96-year-old Photograph Reminds the CTC of Its Deep Roots

By Mark Kennedy | Chattanooga Times Free Press

Sometimes fate demands a curtain call.

The cast from the first play ever staged by the Chattanooga Little Theatre — the precursor to today’s Chattanooga Theatre Centre — is memorialized in a 1924 black-and-white photograph that was plucked from a dumpster 70 years later.

As the story goes, a young carpenter, James Bivens, found the vintage photo in a rubbish container during building renovation work at the theater in 1994, and years later — 2017 to be exact — he rediscovered the matted photo at his house and brought it to the theater.

Julie Van Valkenburg, the marketing director at the CTC, remembers the day Bivens arrived with the treasure, which pictures the local cast of “Dear Me,” a comedy that first played on Broadway in 1921. In that era, Little Theatre productions were staged at a former fire hall on Eighth Street.

“He (Bivens) is a bit of a hero to us,” Van Valkenburg said. “I remember the first staff meeting we had after the photo was discovered, everybody was enthralled and delighted.

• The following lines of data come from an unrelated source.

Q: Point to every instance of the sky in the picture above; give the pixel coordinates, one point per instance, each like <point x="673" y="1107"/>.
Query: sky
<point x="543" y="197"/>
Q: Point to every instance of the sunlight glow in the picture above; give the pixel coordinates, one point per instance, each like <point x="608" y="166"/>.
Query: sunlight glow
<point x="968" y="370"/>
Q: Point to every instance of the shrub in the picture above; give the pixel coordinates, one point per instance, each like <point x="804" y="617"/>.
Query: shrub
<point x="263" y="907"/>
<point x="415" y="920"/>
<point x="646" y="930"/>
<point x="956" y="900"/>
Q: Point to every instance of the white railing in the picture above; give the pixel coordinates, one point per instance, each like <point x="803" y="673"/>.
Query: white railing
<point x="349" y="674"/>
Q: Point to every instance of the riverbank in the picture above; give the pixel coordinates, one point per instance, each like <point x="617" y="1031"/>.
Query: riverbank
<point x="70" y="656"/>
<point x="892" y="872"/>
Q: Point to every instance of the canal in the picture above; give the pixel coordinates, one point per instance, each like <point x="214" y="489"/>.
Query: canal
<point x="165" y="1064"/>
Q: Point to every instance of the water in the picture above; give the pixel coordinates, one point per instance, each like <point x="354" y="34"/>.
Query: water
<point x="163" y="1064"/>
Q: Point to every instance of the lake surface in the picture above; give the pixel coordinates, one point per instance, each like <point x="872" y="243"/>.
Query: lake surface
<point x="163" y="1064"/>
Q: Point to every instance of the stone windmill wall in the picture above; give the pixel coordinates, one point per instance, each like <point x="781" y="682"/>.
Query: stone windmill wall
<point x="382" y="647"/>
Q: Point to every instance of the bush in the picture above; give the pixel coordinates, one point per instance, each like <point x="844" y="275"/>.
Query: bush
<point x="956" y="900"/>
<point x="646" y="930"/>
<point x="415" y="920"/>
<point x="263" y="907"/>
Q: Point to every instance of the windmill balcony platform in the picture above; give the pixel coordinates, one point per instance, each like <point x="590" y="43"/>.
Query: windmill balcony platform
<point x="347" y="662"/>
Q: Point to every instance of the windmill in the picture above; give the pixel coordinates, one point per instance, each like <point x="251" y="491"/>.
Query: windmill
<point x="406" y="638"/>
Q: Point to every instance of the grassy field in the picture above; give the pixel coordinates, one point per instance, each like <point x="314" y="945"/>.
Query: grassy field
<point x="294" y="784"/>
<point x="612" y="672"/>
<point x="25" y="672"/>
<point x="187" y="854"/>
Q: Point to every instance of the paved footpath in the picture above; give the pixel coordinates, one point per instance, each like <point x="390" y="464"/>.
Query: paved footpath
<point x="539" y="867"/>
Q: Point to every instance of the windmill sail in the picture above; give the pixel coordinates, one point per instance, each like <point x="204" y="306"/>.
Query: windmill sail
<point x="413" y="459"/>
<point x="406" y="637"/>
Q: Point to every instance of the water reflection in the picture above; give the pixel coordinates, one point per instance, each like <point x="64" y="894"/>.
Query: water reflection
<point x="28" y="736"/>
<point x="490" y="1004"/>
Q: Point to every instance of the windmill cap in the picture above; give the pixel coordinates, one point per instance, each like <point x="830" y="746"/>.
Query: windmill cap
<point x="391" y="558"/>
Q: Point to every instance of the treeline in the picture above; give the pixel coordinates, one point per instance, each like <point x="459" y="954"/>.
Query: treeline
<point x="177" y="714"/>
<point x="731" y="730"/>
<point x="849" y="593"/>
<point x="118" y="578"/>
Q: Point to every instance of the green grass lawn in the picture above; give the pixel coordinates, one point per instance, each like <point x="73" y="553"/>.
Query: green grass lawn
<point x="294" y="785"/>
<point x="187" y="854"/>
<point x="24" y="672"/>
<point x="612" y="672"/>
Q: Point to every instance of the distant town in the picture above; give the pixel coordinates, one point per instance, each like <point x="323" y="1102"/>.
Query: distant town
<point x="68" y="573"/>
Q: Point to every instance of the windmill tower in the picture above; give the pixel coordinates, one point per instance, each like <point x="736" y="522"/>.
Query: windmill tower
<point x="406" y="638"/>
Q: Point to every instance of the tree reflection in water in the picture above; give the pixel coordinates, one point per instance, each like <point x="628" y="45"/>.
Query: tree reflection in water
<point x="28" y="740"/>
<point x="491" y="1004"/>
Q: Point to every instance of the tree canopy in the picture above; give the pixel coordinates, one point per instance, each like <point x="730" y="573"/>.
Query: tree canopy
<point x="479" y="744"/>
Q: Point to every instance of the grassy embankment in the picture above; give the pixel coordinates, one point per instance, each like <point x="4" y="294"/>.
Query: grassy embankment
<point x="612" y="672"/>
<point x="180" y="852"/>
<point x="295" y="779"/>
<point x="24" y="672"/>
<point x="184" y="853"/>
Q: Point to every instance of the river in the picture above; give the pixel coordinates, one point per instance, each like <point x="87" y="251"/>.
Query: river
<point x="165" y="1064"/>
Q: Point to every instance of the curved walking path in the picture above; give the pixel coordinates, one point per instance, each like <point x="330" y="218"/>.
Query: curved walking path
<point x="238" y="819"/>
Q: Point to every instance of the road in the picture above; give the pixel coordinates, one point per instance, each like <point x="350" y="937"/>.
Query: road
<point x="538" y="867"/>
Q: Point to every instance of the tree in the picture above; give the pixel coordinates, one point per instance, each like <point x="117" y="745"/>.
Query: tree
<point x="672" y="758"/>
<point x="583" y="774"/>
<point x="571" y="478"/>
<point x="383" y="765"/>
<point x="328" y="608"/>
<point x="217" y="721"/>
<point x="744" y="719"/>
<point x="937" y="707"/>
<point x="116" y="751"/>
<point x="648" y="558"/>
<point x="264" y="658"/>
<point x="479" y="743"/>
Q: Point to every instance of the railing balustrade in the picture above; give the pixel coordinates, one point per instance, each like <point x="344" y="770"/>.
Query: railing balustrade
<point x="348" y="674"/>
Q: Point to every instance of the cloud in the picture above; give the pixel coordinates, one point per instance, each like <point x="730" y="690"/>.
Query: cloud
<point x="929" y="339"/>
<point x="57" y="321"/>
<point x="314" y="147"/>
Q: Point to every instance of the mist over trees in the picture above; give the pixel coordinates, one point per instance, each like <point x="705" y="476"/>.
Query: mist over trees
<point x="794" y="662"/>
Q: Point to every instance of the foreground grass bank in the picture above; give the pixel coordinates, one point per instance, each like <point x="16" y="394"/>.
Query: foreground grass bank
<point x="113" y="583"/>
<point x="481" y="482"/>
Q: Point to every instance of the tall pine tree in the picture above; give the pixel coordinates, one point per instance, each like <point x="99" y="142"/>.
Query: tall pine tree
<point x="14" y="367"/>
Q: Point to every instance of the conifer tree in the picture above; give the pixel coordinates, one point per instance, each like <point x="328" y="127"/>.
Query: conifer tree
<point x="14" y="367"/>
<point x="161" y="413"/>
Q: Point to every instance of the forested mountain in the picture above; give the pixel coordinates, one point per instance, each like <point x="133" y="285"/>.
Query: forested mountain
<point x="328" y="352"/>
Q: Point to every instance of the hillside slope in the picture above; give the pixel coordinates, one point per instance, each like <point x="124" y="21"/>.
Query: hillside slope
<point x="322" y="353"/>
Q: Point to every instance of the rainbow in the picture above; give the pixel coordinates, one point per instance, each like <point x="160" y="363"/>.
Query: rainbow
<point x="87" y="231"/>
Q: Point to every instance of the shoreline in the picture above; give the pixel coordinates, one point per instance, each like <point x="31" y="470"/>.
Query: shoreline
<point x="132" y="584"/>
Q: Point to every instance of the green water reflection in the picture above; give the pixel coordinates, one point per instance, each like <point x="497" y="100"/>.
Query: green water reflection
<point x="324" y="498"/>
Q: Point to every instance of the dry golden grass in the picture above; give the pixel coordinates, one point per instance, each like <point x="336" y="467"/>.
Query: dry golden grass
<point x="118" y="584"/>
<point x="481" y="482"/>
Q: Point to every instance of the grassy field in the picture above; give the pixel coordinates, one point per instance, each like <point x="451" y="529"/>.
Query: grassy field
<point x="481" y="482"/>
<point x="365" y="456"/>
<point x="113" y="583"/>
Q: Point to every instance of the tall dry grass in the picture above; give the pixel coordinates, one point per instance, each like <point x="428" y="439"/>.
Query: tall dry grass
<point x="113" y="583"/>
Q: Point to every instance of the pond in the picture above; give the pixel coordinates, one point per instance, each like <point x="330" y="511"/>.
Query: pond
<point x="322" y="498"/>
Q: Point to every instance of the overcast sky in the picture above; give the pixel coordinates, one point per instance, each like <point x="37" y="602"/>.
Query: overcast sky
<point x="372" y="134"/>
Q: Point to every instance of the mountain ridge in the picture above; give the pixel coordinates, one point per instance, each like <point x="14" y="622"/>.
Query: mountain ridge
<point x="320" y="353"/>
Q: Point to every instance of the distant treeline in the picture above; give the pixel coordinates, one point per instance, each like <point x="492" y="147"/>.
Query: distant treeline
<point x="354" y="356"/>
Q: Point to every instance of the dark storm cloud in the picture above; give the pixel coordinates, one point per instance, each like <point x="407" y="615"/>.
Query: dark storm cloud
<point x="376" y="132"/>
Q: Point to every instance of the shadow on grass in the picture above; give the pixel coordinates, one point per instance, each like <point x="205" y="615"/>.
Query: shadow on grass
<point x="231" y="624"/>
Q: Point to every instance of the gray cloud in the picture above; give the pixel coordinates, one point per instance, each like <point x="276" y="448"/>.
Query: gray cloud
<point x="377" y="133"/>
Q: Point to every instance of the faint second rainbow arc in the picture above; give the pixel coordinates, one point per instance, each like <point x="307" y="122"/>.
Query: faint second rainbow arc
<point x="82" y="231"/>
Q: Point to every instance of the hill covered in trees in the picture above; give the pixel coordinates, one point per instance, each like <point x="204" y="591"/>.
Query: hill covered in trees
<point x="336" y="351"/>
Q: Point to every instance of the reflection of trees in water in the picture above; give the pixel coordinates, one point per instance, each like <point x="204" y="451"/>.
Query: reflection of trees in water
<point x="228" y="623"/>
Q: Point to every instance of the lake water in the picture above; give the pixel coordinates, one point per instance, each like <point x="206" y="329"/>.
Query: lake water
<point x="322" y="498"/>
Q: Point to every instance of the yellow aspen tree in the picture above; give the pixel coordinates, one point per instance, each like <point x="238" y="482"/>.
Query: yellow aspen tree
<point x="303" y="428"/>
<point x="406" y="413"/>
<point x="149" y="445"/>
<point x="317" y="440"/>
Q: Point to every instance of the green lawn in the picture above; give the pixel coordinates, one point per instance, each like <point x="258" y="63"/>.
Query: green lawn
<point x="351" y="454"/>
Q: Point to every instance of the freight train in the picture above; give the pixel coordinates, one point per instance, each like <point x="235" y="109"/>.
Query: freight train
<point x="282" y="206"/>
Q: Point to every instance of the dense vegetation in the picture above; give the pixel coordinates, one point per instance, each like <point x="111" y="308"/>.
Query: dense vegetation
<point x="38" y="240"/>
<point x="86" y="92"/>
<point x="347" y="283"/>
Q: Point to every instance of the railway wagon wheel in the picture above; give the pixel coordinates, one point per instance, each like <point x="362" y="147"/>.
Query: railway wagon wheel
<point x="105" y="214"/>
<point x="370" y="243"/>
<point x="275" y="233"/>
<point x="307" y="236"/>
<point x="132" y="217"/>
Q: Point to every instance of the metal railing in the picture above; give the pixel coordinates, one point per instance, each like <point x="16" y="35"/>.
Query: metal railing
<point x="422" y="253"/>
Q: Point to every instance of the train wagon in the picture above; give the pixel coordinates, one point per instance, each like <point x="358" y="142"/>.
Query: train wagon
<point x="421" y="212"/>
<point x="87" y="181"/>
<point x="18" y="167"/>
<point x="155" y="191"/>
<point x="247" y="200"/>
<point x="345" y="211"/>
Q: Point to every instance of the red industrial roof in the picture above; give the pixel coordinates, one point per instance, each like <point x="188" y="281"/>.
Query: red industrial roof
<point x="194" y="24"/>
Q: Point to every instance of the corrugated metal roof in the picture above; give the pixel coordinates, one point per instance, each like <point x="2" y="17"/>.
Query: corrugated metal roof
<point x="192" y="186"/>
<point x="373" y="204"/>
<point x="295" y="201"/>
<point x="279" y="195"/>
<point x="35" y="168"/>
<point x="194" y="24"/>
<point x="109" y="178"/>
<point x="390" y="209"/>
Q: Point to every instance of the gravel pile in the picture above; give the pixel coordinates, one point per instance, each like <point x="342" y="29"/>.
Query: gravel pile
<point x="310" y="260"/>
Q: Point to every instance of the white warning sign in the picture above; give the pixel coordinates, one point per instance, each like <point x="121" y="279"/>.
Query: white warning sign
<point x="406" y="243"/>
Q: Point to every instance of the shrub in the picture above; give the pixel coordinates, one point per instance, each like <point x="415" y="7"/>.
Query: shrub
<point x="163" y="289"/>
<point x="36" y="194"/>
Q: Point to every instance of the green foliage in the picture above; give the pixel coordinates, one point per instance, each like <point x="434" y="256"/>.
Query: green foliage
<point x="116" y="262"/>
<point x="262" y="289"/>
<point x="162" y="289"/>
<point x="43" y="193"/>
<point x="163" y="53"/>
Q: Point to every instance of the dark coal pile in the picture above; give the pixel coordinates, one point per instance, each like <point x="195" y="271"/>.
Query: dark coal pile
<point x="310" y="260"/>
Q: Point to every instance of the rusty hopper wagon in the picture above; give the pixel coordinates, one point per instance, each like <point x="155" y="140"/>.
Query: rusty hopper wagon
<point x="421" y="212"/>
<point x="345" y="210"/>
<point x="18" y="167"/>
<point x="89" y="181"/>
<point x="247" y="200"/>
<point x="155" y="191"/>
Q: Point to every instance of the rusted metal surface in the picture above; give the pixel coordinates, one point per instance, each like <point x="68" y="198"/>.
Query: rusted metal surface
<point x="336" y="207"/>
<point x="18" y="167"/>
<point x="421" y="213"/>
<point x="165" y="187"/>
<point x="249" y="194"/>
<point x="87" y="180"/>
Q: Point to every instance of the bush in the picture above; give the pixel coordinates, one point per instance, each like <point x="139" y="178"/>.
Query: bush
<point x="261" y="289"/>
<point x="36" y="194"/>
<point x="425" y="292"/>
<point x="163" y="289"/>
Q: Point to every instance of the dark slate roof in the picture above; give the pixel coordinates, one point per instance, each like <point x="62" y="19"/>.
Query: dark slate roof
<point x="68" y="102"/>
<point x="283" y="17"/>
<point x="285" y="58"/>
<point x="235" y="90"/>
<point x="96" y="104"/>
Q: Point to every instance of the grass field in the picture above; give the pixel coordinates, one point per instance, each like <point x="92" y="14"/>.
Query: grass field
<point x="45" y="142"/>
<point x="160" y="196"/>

People ate it up.

“Obviously, we’re proud of our history, and to have a 96-year-old photo in our possession — one that captures the first people to bring great theater to our stage and to the community — is a thrill,” Van Valkenburg added.

She immediately placed the photo in a shadowbox and hung it in the lobby of the theater, which will celebrate the centennial of its charter in 2023. The 1924 photograph notes that “Dear Me” debuted here 96 years ago this week.